Chicken noodle soup, in any country or culture, is comforting. The Vietnamese version shows off a rich stock with minimal additions. There's a variety of ways to make it, but Mom's version is simple and straightforward. She poaches a whole chicken and adds some chicken bouillon to the stock. The poached chicken is carved and served alongside the noodles. I've seen recipes that use herbs and/or aromatics (onions, etc.), which are absolutely required for pho bo (the classic beef pho), but Mom prefers simplicity. It's a very simple stock and the bouillon makes it richer. We're not talking about a ton of bouillon, either.
And the chicken:
Poached chicken normally doesn't sound very appetizing, but if it's pulled out at the right time, it's very moist and flavorful. Mom likes to roast or poach, but poaching has the side effect of good chicken stock. Garnishes include an onion/scallion/cilantro mix and blanched bean sprouts.
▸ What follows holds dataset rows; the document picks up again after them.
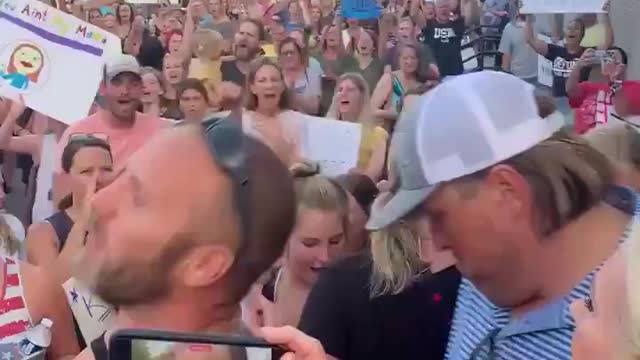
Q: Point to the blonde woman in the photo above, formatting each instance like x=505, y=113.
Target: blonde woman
x=318, y=237
x=394, y=301
x=608, y=321
x=351, y=103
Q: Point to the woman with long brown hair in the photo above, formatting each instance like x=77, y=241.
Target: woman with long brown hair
x=303, y=83
x=269, y=116
x=351, y=103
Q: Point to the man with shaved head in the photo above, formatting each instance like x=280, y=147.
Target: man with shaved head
x=181, y=234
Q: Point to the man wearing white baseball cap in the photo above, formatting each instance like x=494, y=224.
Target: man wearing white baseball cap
x=118, y=120
x=529, y=213
x=520, y=207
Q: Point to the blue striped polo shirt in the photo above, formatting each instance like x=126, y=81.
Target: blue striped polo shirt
x=483, y=331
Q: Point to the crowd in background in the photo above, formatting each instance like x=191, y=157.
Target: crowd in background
x=488, y=216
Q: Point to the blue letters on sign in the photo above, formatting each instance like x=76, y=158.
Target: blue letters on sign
x=360, y=9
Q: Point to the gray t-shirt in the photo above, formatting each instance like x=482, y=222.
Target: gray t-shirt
x=524, y=60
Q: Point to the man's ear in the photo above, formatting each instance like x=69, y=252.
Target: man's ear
x=205, y=265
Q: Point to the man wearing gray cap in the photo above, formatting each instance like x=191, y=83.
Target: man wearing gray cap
x=118, y=120
x=520, y=207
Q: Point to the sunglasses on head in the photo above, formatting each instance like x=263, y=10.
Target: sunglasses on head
x=89, y=136
x=226, y=143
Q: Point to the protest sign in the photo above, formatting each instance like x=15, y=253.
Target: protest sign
x=91, y=313
x=562, y=6
x=360, y=9
x=53, y=59
x=545, y=66
x=334, y=144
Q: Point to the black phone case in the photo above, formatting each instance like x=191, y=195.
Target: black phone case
x=120, y=342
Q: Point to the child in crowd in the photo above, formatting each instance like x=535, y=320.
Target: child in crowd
x=207, y=46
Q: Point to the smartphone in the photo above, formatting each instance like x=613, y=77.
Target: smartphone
x=135, y=344
x=601, y=57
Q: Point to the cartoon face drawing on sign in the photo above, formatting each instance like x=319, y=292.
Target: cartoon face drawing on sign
x=22, y=66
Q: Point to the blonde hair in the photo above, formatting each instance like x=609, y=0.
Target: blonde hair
x=207, y=44
x=8, y=238
x=566, y=175
x=315, y=191
x=395, y=253
x=633, y=289
x=364, y=115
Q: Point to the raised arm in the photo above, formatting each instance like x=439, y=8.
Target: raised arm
x=609, y=37
x=538, y=45
x=379, y=98
x=417, y=14
x=572, y=84
x=187, y=33
x=25, y=144
x=471, y=12
x=306, y=13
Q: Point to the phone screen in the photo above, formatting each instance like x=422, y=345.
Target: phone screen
x=163, y=345
x=171, y=350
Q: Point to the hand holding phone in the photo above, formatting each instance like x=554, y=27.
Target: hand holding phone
x=166, y=345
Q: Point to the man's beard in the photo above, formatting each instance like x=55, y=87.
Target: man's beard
x=135, y=283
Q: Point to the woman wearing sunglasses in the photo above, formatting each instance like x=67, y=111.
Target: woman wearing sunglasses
x=34, y=135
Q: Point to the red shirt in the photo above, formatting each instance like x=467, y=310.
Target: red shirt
x=592, y=104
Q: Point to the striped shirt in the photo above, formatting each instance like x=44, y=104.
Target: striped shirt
x=14, y=316
x=483, y=331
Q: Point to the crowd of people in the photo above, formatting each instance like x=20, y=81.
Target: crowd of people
x=487, y=217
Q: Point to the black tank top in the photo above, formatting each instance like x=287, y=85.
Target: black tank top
x=62, y=225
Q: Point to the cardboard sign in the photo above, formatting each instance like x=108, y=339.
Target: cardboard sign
x=360, y=9
x=545, y=66
x=53, y=59
x=562, y=6
x=333, y=144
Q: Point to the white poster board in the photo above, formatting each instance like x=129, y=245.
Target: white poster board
x=331, y=143
x=562, y=6
x=91, y=313
x=545, y=66
x=53, y=59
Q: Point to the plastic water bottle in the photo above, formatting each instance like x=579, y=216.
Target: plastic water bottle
x=38, y=338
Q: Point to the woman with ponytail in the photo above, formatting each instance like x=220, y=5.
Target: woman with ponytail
x=319, y=237
x=84, y=158
x=395, y=300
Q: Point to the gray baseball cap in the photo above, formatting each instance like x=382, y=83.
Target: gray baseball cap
x=467, y=124
x=411, y=188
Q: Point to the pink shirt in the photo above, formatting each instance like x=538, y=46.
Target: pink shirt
x=123, y=141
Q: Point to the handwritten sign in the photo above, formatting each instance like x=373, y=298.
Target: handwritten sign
x=54, y=60
x=545, y=66
x=360, y=9
x=562, y=6
x=91, y=313
x=333, y=144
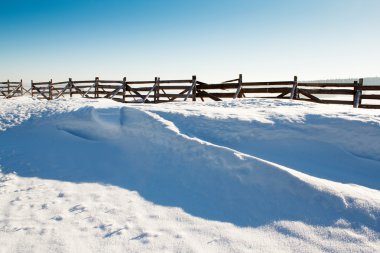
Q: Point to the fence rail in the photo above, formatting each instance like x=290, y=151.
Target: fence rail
x=158, y=91
x=11, y=89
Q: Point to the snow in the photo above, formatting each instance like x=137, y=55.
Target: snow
x=251, y=175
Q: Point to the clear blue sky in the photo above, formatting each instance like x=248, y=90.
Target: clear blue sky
x=214, y=39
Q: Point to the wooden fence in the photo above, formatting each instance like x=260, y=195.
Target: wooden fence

The dipping sauce for the chicken is finely diced ginger and garlic (food processor needed) seared with hot oil with fish sauce and sugar to taste. Then, chicken stock is added to the mixture and reduced slightly.
As a side dish, we had pate a choux, which is technically the term for pastry dough (the type used to make eclairs). In Vietnamese food, it's the name of a flaky pastry bun filled with a pork meatball. The pork is spiced with peppercorns and onions.